The president’s budget proposal for the federal government’s next fiscal year includes the elimination of both the National Endowment for the Arts and the National Endowment for the Humanities, as well as the Corporation for National and Community Services (AmeriCorps) and the Corporation for Public Broadcasting (PBS, NPR).
This seems to happen every couple of years: someone in elected office, either federal or state, proposes drastic cuts to, or entire elimination of, government funding to the arts and humanities. The notion appeals to fiscal hawks, some social conservatives, anti-elitists, and anyone with a libertarian streak.

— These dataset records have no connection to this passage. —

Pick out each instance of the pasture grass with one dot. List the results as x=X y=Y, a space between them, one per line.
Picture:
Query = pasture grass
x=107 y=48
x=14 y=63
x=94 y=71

In response, those of us who work in the arts and humanities write messages like this one, urging our audiences to contact their representatives and tell them how much the arts and humanities mean to you. We enlist facts and figures to build rational, practical arguments: funding for the arts and humanities are such a miniscule fraction of the federal budget that the elimination will reduce no one’s tax bill by even a penny; arts and humanities are a $730 billion industry in this country, representing 4.2 percent of the GDP and 4.8 million American jobs that can’t be outsourced; arts and humanities are economic drivers, especially in small towns and rural areas; the NEA has awarded grants in EVERY SINGLE CONGRESSIONAL DISTRICT in these United States; the NEA has placed artists in “twelve military hospitals to help returning soldiers heal from traumatic brain injuries.”
I’m not going to do that this time. I’m tired of making these arguments, trotting out these statistics, every few years.
Instead I’m going to ask you to contact your representatives on behalf of the arts and humanities because we are Americans, by God, citizens of a great nation, and great nations support the arts and humanities.
Actually, no—good nations support the arts and humanities. Fair-to-middling nations support the arts and humanities.
Great nations know that this is how they are defined, and so they do all they can to involve their citizens in the creation and appreciation of art, and the study of the humanities. Great nations want their citizens to know and reflect on their history, to better understand the present and shape the future. They want their citizens to express themselves with the creativity and vitality of art, and they know that artistic vitality goes hand-in-hand with national and economic vitality. Only nations in decline neglect to nourish their citizens’ minds.
Great democracies know it is crucial for We, the People to invest in the arts and humanities, rather than leaving it entirely to the fickle forces of the market and major donors, relying on latter-day Medicis to patronize the artists and scholars who curry their favor.
Contrary to the popular Facebook meme, Winston Churchill never really responded, “Then what are we fighting for?” when someone proposed cutting arts funding during World War II, but he did say this:
“The arts are essential to any complete national life. The State owes it to itself to sustain and encourage them. . . . Ill fares the race which fails to salute the arts with the reverence and delight which are their due.”
I know, I know: If you are reading this, you likely will write, and read, whether the government funds the arts and humanities or not. Human beings can create art and tell stories in any circumstance, however dire, however deprived, and have done so time and time again.
We are Americans, though, citizens of a great nation, a great republic, with bounty enough to go around. We do not face such circumstances. We should not have to.